The pill has always been a woman's problem, and that's not about to change

Originally, I was planning to write a blog post titled: It’s time to woman up and take the pill. I was going to talk about the fact that a new male contraceptive pill has been in the works for the last few years and last year it finally got to its trial stage. All seemed well at the beginning until men started to drop out of the trial. And why was that? Because of the side effects. Side effects which included, headaches, weight gain, moodiness and nausea and increased risks of blood clots. Now this is the point where all the women reading this should be confused… these are the exact same side effects we have to endure and yet there are millions of women who deal with the side effects and risks every single day.

I was then going to go on a bit of a rant about how unfair it is that we have to put up with these side effects for years while those men couldn’t even last a year. Maybe then I would have raged a bit about how it takes two to make a baby and it shouldn’t just be women who have to take all these extra precautions, I mean we already have to pay for tampons and pads every month something which we have no choice in.

Later on I was speaking to my dad about my idea when he said something that hit me hard. He said to me: “Emma, men taking a contraceptive pill is something that would probably only happen in an ideal world, because the fact is they are not the ones who have to worry about getting pregnant, they have a lot less to lose then women do if they get pregnant.”

That sounds really harsh but it’s true, at the end of the day men don’t have to worry about getting pregnant, they may worry about getting a girl pregnant but they will never be the ones who have to pee on a stick to find out. And again this might sound harsh, but a man will never be as affected or have to give up as much as a woman would if a pregnancy occurred.

The facts are that a woman will first of all have to decide what will happen to the baby, whether that is abortion or carrying it to full term.

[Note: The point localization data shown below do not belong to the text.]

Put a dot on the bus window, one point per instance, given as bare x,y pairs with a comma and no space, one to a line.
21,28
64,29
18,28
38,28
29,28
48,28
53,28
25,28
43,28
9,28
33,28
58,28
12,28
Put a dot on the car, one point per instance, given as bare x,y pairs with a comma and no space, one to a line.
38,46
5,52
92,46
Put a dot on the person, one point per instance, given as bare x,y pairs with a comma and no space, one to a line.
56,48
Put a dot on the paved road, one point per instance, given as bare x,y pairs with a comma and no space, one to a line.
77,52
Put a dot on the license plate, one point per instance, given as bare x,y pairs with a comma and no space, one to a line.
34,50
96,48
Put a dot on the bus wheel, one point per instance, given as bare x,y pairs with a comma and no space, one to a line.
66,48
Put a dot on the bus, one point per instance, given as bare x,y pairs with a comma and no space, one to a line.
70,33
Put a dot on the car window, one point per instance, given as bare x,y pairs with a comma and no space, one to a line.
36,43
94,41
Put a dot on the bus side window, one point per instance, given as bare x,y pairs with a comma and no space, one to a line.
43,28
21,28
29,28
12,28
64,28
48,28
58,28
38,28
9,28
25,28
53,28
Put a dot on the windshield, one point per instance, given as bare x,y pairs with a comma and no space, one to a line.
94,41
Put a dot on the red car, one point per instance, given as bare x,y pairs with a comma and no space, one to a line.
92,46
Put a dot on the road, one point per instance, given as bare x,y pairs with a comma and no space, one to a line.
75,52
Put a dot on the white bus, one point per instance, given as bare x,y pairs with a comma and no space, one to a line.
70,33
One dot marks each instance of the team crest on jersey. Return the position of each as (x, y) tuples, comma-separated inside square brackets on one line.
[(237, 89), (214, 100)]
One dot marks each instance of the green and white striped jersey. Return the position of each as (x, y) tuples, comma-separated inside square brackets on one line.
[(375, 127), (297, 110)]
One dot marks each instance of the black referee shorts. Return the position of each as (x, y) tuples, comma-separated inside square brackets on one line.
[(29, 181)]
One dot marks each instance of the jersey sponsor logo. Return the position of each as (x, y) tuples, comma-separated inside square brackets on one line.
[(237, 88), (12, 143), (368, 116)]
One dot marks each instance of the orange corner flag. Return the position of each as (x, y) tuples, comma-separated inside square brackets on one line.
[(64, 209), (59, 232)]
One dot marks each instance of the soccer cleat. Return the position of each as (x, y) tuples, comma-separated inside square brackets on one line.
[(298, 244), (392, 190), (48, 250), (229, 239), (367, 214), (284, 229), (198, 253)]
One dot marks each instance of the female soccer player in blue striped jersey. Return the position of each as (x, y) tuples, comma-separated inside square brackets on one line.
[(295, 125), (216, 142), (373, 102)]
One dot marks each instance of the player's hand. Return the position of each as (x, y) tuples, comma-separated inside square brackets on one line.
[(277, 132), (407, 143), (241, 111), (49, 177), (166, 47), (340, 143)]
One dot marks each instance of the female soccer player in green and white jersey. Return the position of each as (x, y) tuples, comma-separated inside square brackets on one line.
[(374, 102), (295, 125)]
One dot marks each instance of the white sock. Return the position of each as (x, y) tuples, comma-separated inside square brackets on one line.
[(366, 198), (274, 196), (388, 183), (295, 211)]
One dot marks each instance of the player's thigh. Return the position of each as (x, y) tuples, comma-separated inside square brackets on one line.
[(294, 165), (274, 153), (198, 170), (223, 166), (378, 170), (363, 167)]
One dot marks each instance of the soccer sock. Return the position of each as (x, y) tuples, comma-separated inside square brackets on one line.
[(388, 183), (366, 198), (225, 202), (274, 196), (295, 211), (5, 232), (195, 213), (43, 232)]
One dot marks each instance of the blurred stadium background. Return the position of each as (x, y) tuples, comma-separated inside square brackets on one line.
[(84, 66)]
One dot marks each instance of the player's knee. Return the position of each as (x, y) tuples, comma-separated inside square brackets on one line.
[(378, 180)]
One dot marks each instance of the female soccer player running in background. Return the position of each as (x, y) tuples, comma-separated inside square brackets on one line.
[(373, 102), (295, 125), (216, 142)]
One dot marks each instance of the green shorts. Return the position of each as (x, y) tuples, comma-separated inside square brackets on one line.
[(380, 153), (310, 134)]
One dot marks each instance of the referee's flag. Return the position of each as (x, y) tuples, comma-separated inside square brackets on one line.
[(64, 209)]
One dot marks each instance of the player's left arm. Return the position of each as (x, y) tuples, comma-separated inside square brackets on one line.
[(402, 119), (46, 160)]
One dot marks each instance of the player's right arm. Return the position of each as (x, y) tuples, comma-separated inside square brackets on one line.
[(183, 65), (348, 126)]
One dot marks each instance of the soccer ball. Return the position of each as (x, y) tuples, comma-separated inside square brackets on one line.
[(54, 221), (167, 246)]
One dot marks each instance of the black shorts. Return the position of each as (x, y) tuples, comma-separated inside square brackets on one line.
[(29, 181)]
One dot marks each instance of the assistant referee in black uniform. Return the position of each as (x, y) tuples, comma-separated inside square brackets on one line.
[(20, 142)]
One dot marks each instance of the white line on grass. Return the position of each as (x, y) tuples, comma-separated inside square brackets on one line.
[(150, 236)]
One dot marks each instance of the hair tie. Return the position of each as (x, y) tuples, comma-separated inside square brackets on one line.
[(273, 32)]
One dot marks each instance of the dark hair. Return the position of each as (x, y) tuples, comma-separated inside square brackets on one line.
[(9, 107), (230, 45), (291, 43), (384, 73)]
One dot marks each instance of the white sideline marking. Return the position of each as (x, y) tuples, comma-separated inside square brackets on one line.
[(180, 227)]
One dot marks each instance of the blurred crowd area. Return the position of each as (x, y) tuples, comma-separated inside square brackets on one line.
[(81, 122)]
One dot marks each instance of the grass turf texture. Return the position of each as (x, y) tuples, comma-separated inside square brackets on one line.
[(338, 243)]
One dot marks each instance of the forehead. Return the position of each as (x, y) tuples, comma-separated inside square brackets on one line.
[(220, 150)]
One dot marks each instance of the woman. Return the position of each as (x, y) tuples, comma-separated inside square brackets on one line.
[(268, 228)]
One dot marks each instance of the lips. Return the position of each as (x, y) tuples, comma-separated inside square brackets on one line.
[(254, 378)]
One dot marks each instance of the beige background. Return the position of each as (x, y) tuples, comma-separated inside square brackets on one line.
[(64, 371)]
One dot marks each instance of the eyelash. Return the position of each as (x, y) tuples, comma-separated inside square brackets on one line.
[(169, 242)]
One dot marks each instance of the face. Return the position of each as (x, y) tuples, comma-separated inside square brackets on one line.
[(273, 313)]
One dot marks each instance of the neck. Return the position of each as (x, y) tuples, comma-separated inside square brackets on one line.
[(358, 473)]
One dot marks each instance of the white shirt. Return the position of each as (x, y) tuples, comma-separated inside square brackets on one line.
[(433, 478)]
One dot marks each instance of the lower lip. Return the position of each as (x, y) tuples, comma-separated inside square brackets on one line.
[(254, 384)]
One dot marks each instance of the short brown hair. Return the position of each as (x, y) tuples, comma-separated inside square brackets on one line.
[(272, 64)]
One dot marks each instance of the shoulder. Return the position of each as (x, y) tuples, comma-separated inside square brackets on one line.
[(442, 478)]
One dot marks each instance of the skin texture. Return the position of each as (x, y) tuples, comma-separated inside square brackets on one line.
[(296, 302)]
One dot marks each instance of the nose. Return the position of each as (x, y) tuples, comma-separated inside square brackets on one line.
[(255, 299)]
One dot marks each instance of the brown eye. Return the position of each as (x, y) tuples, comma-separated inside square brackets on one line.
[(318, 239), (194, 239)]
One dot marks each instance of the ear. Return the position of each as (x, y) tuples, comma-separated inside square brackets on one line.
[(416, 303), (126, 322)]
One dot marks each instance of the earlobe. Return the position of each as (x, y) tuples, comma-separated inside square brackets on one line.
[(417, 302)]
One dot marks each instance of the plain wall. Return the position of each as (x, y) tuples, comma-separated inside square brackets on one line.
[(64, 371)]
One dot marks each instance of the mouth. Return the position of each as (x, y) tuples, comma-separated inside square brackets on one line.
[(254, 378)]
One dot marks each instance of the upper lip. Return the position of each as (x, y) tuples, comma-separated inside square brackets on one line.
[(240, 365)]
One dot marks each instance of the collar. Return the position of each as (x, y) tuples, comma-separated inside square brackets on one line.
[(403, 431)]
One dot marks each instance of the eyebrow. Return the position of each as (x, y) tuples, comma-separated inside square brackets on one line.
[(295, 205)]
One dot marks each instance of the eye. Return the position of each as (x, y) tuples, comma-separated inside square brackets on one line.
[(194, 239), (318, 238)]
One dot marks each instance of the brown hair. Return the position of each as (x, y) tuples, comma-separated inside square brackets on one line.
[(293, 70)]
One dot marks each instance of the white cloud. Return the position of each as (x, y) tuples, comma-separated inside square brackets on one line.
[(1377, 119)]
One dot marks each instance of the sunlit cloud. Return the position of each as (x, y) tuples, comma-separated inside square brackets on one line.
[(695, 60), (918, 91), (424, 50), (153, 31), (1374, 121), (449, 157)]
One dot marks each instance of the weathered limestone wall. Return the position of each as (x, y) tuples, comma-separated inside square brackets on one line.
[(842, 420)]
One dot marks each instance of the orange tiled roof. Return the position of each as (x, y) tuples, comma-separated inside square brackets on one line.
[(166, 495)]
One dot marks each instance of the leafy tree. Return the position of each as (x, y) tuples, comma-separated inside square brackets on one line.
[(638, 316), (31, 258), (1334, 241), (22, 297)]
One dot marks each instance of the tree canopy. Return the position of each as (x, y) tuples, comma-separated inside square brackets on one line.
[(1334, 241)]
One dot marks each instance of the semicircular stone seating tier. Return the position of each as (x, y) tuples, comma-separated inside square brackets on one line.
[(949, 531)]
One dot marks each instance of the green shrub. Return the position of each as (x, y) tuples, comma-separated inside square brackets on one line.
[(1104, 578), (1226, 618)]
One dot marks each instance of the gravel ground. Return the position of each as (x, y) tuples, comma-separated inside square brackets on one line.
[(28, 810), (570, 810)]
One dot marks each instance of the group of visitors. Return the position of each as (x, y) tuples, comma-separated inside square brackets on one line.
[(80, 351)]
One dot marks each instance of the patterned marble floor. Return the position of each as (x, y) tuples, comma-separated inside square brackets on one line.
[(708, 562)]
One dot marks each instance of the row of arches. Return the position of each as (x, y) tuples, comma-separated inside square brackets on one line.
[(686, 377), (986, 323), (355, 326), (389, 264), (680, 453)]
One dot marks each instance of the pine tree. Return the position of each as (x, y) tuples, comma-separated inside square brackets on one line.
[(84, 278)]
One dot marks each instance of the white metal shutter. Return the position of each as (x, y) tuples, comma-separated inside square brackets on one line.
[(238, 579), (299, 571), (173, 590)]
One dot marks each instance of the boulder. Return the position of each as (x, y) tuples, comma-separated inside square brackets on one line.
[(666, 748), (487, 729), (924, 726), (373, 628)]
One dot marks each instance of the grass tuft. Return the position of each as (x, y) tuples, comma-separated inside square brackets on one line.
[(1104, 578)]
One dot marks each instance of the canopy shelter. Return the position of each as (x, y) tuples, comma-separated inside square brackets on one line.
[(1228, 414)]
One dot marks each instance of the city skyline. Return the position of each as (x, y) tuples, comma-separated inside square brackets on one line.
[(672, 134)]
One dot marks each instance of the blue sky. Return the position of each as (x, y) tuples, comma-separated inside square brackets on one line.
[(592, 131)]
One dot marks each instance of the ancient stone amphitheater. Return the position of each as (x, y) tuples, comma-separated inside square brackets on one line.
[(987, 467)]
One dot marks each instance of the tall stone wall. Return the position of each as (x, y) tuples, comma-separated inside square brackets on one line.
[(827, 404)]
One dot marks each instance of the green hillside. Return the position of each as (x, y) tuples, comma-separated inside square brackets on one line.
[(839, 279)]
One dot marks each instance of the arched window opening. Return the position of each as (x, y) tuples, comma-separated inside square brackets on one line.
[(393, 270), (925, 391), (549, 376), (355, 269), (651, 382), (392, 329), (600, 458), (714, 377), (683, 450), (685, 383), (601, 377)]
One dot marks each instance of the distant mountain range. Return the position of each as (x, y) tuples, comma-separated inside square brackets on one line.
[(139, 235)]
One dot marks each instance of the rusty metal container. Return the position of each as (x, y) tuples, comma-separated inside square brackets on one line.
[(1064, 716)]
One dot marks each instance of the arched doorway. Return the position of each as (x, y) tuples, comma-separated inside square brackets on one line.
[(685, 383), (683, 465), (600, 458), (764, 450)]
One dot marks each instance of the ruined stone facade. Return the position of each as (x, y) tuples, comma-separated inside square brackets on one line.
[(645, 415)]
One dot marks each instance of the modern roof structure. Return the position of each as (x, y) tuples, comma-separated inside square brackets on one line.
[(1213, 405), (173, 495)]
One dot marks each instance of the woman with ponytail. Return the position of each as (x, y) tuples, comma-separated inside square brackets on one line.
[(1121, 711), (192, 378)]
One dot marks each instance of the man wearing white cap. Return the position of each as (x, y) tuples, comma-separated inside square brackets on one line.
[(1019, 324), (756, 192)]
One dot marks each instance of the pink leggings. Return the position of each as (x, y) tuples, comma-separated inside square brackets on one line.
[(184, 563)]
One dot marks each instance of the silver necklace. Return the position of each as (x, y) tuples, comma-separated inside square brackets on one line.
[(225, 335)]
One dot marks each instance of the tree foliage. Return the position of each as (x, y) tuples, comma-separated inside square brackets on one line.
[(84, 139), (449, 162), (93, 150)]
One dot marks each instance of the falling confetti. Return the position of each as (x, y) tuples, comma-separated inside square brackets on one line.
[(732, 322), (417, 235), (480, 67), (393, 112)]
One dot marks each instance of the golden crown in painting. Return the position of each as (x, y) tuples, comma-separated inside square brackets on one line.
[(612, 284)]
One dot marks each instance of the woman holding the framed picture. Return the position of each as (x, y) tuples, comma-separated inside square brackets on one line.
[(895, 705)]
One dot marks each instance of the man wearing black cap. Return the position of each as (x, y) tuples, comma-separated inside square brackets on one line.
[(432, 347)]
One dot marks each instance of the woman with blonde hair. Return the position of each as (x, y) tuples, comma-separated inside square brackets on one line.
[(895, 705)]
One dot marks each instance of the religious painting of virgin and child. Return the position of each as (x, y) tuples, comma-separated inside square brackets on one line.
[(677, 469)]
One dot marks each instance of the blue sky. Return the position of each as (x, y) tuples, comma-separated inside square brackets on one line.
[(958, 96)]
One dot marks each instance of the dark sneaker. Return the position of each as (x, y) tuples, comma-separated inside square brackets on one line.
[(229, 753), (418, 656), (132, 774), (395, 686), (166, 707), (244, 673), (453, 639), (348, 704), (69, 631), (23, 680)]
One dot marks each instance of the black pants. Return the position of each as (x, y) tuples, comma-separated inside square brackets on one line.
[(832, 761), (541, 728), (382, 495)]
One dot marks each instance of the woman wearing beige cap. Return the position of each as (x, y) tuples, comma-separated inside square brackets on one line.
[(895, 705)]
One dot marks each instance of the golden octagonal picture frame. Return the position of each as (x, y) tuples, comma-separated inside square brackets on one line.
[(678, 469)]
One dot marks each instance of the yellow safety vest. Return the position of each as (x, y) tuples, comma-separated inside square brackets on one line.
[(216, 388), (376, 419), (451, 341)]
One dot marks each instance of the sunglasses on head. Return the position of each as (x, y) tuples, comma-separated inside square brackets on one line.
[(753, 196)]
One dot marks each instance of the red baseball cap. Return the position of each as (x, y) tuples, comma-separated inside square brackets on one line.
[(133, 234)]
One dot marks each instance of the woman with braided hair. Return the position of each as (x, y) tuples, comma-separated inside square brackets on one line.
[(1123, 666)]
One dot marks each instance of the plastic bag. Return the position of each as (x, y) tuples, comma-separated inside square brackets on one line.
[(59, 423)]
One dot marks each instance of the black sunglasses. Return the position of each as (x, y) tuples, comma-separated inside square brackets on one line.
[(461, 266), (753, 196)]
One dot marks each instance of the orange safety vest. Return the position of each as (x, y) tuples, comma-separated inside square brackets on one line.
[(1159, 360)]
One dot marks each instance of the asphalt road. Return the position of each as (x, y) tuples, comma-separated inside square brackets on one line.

If she decides to abort the child, she alone will go through the trauma of the abortion and while the father of the baby may be devastated about the abortion he will never have to go through the physical pain and trauma of the procedure.

If the woman decides to carry the child to full term she will have to deal with morning sickness, aches and pains everywhere, swollen feet, weight gain, stretch marks not to mention having a doctor inspect the lower half of you naked body about once a month. Then there is that tiny little task of actually giving birth, an excruciatingly painful experience which can last anywhere from 3 to 48 hours (Oh please tell me getting kicked in the balls equals the same amount of pain…please I dare you)

After all of the physical aspects of pregnancy, there are also social aspects to consider. When I woman is pregnant she is less likely to be hired because of the fact that she will need to take maternity leave. Then once the baby has been born and gets sick, the mother will have to take off work to look after the child (In this sense I am speaking generally, I know some fathers take on this responsibility as well but it is most commonly seen as the mothers’ job to look after the sick child.) Here’s another generalisation, but picking up the children from school or day care is also most commonly the mothers’ role which means that many working mothers become part time employees.

Look I’m not saying that no one should have children because having children, according to my dad, is the single greatest achievement of his life and as he says ‘you do not know utterly true love until you have held your child in your arms.’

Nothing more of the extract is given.